Mail Archives: cygwin-developers/2001/10/22/20:30:23
On Tue, Oct 23, 2001 at 10:22:01AM +1000, Robert Collins wrote:
>In addition to Chris's comment, I'd like to point out that this function
>should be as streamlined for speed as possible (it can potentially get
>called a lot)..
>
>this:
>__check_invalid_read_ptr_errno (const void *s, unsigned sz)
>{
> if (s && !IsBadReadPtr ((void *) s, sz))
> return 0;
>
> set_errno (EFAULT);
> return EFAULT;
>}
>
>is probably better. (I've been doing a little code tuning research
>recently. One thing that stood out was that if() tests should have the
>most common branch as the {}, and drop through to the least common
>branch.
Good point. In this case, __check_invalid_read_ptr_errno is only called
by write but it doesn't hurt to optimize things a little.

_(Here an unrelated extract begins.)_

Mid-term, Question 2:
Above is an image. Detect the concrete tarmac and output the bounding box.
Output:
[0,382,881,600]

I looked at the assembly code that results from inverting the test and it
is suprisingly more compact.
You may notice that this is a regparm() function. I've been sprinkling
regparm() around many of the function declarations. This makes more
efficient code, too, AFAICT.
Using __stdcall results in having the callee pop the stack via a 'ret
nn' rather than having the caller perform stack arithmetic. That seems
to help some, too.
It's not really needed for the cases where regparm is able to put all
of the arguments in registers but I use it anyway whereever possible
just in case I need to add a register later on.